4. Indian mountaineers climbed an untouched mountain peak, named it after APJ Abdul Kalam
Two mountaineers Arjun Vajpai and Bhupesh Kumar in third week of October 2015 created history by becoming first people to climb 6180 meter high unnamed peak in Himachal’s Spiti Valley. The duo named the peak as Mout Kalam, in honour of former President of India, Dr. Abdul Kalam.
Newly named Mt. Kalam is located near Bara Shigri Glacier, largest glacier located in Himachal Pradesh. Bara-Sigri glacier is the second longest glacier in Himalaya after Gangotri both are around 30 km long.
Vajpai and Kumar hailing from Noida and Bulandshahr respectively started the expedition on 8 October 2015 from Noida and completed the climb on 14 October 2015 and hoisted the Indian national flag. They returned back on ground on 20 October 2015.
5. Justin Trudeau Elected as Prime Minister of Canada
Canada’s Conservative leader was ousted in a national vote Monday after almost a decade in power, as voter discontent and a souring economy helped the son of long-serving Prime Minister Pierre Trudeau sweep into the top office.
Justin Trudeau’s centrist Liberal Party secured a majority government, with his party elected in 184 of the 338 districts across the country, after a hard-fought contest with incumbent Stephen Harper.
6. First World Indigenous Games begins in Palmas, Brazil
The lavish opening ceremony of the multi-sport event was attended by Brazilian President Dilma Rousseff. The first of its kind international multi-sport event will involve around 2000 indigenous athletes belonging to different indigenous ethnic groups from 30 countries. Participants from countries like Ethiopia, Brazil, Mongolia, Australia, Philippines, Russia, Ethiopia and New Zealand are participating. The first World Indigenous Games will host sporting events like archery, canoeing, spear tossing and a race through the forest. Besides, non-competitive events will be also hosted to showcase different traditions of indigenous ethnic groups.
7. Hurricane Patricia batters Mexico as one of strongest storms ever
Hurricane Patricia, one of the most powerful storms on record, struck Mexico's Pacific coast on Friday with destructive winds that tore down trees, moved cars and forced thousands of people to flee homes and beachfront resorts. Hours after making landfall, the storm weakened but still packed winds of 130 miles per hour (210 km per hour). There were no reported casualties and officials said the damage might not be as catastrophic as feared.
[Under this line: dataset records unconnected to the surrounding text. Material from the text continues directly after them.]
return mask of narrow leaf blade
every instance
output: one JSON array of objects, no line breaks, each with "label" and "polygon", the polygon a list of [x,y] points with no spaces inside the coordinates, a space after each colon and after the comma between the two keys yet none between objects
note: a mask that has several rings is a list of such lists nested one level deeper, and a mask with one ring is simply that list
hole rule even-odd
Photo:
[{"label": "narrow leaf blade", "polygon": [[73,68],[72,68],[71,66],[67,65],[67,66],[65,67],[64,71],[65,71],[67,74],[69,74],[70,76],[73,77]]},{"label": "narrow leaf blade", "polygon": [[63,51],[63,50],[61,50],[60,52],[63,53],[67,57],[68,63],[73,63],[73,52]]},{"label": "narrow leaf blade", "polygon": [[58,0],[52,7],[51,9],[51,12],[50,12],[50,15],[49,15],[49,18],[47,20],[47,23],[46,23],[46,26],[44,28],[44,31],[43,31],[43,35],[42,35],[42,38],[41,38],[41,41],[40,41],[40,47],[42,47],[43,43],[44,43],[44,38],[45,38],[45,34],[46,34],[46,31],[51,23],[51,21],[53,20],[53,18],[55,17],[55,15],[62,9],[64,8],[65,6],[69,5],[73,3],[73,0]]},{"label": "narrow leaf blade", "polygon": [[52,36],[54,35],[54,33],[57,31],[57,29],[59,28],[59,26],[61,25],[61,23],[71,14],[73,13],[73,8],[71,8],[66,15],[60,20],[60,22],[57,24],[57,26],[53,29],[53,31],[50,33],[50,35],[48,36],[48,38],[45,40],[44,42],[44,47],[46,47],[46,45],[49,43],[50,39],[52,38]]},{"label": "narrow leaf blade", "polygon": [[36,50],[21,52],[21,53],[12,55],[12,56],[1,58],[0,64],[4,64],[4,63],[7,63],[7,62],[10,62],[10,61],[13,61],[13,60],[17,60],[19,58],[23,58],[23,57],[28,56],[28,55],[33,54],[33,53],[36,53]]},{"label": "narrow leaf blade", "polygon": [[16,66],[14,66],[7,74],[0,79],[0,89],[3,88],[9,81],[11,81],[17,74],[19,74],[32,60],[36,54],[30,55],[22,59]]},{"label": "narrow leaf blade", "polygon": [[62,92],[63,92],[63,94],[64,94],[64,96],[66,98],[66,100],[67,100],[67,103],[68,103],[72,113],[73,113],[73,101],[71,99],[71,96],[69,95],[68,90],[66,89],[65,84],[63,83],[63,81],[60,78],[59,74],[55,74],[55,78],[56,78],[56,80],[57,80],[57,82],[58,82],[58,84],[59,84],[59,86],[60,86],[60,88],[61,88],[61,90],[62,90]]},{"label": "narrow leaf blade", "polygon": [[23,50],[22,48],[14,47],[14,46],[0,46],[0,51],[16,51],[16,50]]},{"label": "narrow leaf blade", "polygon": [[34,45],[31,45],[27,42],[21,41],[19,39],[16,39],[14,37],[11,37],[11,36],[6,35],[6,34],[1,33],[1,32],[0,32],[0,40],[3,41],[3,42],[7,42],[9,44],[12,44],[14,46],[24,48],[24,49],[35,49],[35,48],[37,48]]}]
Patricia slammed into a stretch of sparsely populated coastline near the popular beach getaway of Puerto Vallarta, where 15,000 tourists were evacuated to avoid torrential rain and potentially lethal winds. There was flooding in parts of the city, though it escaped the worst of the immensely powerful storm. Visitors and residents weathered the hurricane's onslaught in emergency shelters hoping it would not do as much damage as the last storm of this magnitude, Typhoon Haiyan, which killed thousands of people in the Philippines in 2013.
While still out to sea as a Category 5 hurricane, Patricia blew furious winds of 200 mph (322 kph). "The winds are really strong. It's amazing, even the cars are moving," said Laura Barajas, a 30-year-old hotel worker from the port of Manzanillo, close to where the storm reached land.